The transformer decode path. All claim + translate through the same registry and
run on MLX (fp32/fp16/bf16), verified against ORT CPU by `tests/ops`:

- **Normalization**`RMSNormalization`, `LayerNormalization`,
  `SimplifiedLayerNormalization`, `SkipLayerNormalization`,
  `SkipSimplifiedLayerNormalization`, `GroupNormalization`, `BatchNormalization`
  (inference form), `LpNormalization`. The last-axis forms use
  `mlx_fast_rms_norm` / `mlx_fast_layer_norm`; the rest compose mean/var/rsqrt.
- **Attention**`GroupQueryAttention` (in-op RoPE + KV-cache append + causal
  SDPA, multi-output `attn`/`present_key`/`present_value`), `Attention`
  (ai.onnx opset 23 & 24, 3D/4D, optional attn_mask + past/present KV),
  `MultiHeadAttention` (com.microsoft, optional projection bias),
  `RotaryEmbedding` (ai.onnx opset 23 & com.microsoft, gather / offset / absent
  position_ids, rotate-half + interleaved, partial rotation). SDPA maps onto
  `mlx_fast_scaled_dot_product_attention`.
- **Leak check**`stress_norm_attn.py` under
  `MallocStackLogging=1 leaks --atExit`**0 leaks / 0 total leaked bytes**
  (exercises the fast-norm / fast-SDPA / RoPE / multi-output present-K/V paths).

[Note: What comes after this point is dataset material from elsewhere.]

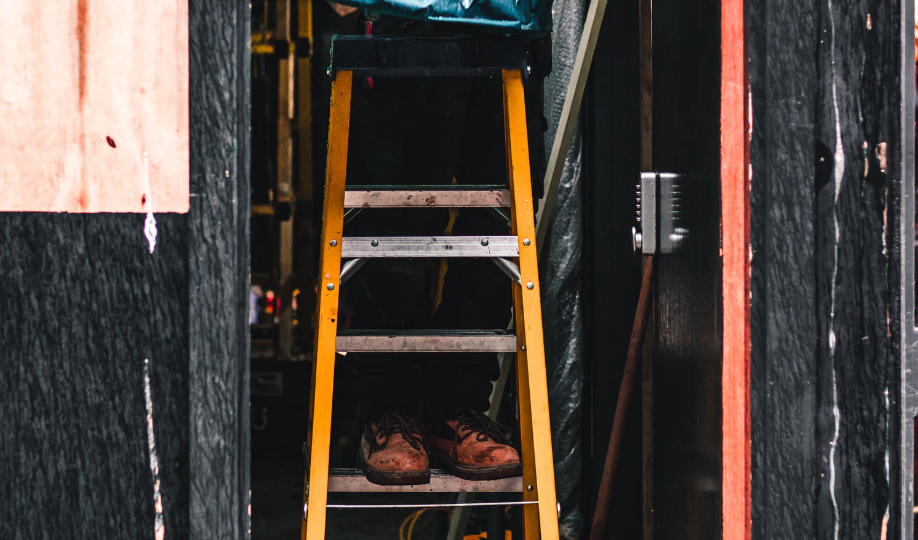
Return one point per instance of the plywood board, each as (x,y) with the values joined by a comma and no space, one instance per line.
(94,106)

Edge cases intentionally left on CPU (claim returns false), matching the C++ EP:
attention `softcap`, the `qk_matmul_output` extra output, the opset-24
`nonpad_kv_seqlen` input, and the `is_causal` + explicit `attn_mask` combination
(MLX fast SDPA cannot mix a causal mode with an array mask); GQA `smooth_softmax`
/ `qk_output`; MHA packed-QKV and every masked / past-KV form (they imply an
interior optional gap the subgraph builder cannot consume); norm Mean/InvStdDev
extra outputs. The compiled-decode fast-path (dynamic cos/sin slice, rotate-half
matmul) is next-wave — the eager single-`mlx_eval` path is implemented here.

### Results

- `cargo build --release` — clean.
- `pytest tests/ops/test_mlx_ops.py -k "binary_fp32 or sigmoid_fp32 or
  softmax_fp32"`**5 passed**, all through MLX (verified by `[rust-mlx-ep]`
  GetCapability/Compute stderr). Full `test_mlx_ops.py` — 31 passed; math ops
  (`Relu/Tanh/Neg/Abs/Sqrt/Exp/Log/Div`) — 21 passed, 18 through MLX.
- **Leak check** — 500-session Add stress loop under
  `MallocStackLogging=1 leaks --atExit`**0 leaks / 0 total leaked bytes**
  (`rust/stress_add.py`).

### What the next wave needs from the engine

- **Initializer / constant handling**`Src::Initializer` + the `constant`-flag
  cache path exist but are only lightly exercised; reductions/norm/matmul/quant
  need weights resolved once and kept in the persistent `Plan.cache`.
- **Reading constant host bytes** (a `RawHost` accessor) — ops like
  `Slice/Trilu/OneHot/Reshape` read integer/shape operands on the host, not as
  mlx arrays.
- **Multi-output nodes** — the plan/output binding currently assumes the common
  1-output case; TopK/Split/attention need N outputs bound and copied.
- **Subgraph / control-flow attrs**`SubgraphDesc` (If/Scan/Loop bodies) is not
  yet ported; the convex-cluster singleton special-case for control-flow ops was
  intentionally omitted in wave-1.
- **Reductions & shape/data-movement helpers** — axis normalization, keepdims,
  and gather/concat/reshape wiring in `TranslationContext`.
- **Compiled-decode fast-path** (`mlx_compile`) — omitted; a later perf item.